The current kernel version as of current Rockstor version(3.8-1) is 4.0.2. Please update if this is still an issue.

Hi @suman, unfortunately I was never able to resolve these issues and ended up moving off of Rockstor for my NAS, so I’m unable to test it any further right now. I had tried many different combinations of kernels and install options but kept having the hangup during boot.

Based on some similar issues by other users, I tried things like reordering/disabling various systemd options but still couldn’t get it to boot reliably. I made some progress by disabling some auto-mount points in /etc/fstab then writing a script to mount them after boot was finished but even then it didn’t always boot reliably.

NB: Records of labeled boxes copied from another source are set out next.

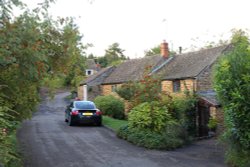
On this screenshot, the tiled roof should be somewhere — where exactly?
[79,45,230,85]
[160,45,228,80]
[86,59,100,71]
[103,55,166,84]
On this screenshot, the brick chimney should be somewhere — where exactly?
[161,40,169,58]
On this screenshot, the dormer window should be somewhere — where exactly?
[86,69,94,76]
[173,80,181,92]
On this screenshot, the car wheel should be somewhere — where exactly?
[68,116,75,126]
[96,121,102,126]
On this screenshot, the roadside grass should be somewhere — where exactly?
[102,116,128,132]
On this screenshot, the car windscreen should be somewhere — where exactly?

I don’t think any of this really has anything to do with Rockstor, with the possible exception that it seemed like its startup script was running twice (sorry I can’t find specifics on which script since I didn’t write it down) but even disabling that didn’t really fix the problem.

I have too had this issue and it is related to when the system trys to jump to using a gui beet screen.

I had this same problem on 3.18 and 4.0.2 and solved it by doing the following

edit /etc/default/grub

change

GRUB_CMDLINE_LINUX=“rhgb quiet crashkernel=auto”

to

GRUB_CMDLINE_LINUX=“crashkernel=auto”

Then run

grub2-mkconfig -o /boot/grub2/grub.cfg

I would suggest making this a change to the distro as it seems to be causing a few issues and there is no need for the gui boot screen on a server?

Cheers

Chris

2 Likes

Isn’t removing rhgb and quiet parameters purely cosmetic? Or does rhgb require drivers that may not be available on certain hardware? If so, does it not fail back to a text boot screen?

I am not exactly sure but i know it fixes it. My thinking is it requires the frame buffer to do more work in higher res and older hardware with on board graphics is not likeing it.

Hi
Had the same error and found out the problem was … hard disk full!!
For some strange reason my 500Gb system only non shared disk was full.
I’m moving to a 1Tb had disk and later find out what could be causing this.

Sorry to tack on to this thread.

I see the same error after I added 2 WD Red drives. I see the following errors repeating over and over with different values for x and n:
[uptime in s?] systemd-udevd[different pids?]: worker [another pid] /devices/pci0000:00/000:00.1f.2/ata4/ host3/target/…/block/sdc timeout: kill it
[uptime in s?] systemd-udevd[different pids]: timeout ‘/bin/mknod /dev/btrfs-control c 10 234’
<above line repeats 5 times>
[uptime in s?] seq [some number] /devices/pci /block/sdc killed

The above repeats additions with /devices/system/memory/memory65 timeout: kill it

Not sure what is going on here.

Hi,

same problem here.

I tried all of the above methods but none worked. First, I also thought that removing quiet and rhgb from kernel line fixed the problem. But this was not the case. After some days the problem occured again.
Also my disk is not full. I also tried disabling the crashkernel feature. But no luck.

I tried this on four completely different hardware.
First was a HP microserver N54L.
Second was a Asrock Q1900 with J1900 CPU.
Third was an older AMD E-350 Board.
The last one is an Asrock AM1B-ITX with an Athlon 5350.

On all systems the same problem after some time.
I also tried different SSDs as system disk. And I also tried different harddrives for data. But all these drives where WD red.

I tried different SATA cables and different Cases. All the same problem.

The only thing, that is in common: All the Cases (HP Microserver, a 4bay Case from Inter-Tech and now an NSC-200 from U-Nas) have a backplane for the harddrives.

Actually I have pulled out the drives and connected them directly to the mainboard. But I have not much hope for this.

I am running out of ideas with this. Last thing is a software problem.

Last info on this: I tried Rockstor versions from 3.8-10 on to the actual 3.8-12. All with the same issue.

Additional info again:
I have running a productive Rockstor system in a VM on a KVM host. This works without such a problem.

Also Rockstor installations in other VMs seem to work fine.

So this problem seems to only occur on physical hardware.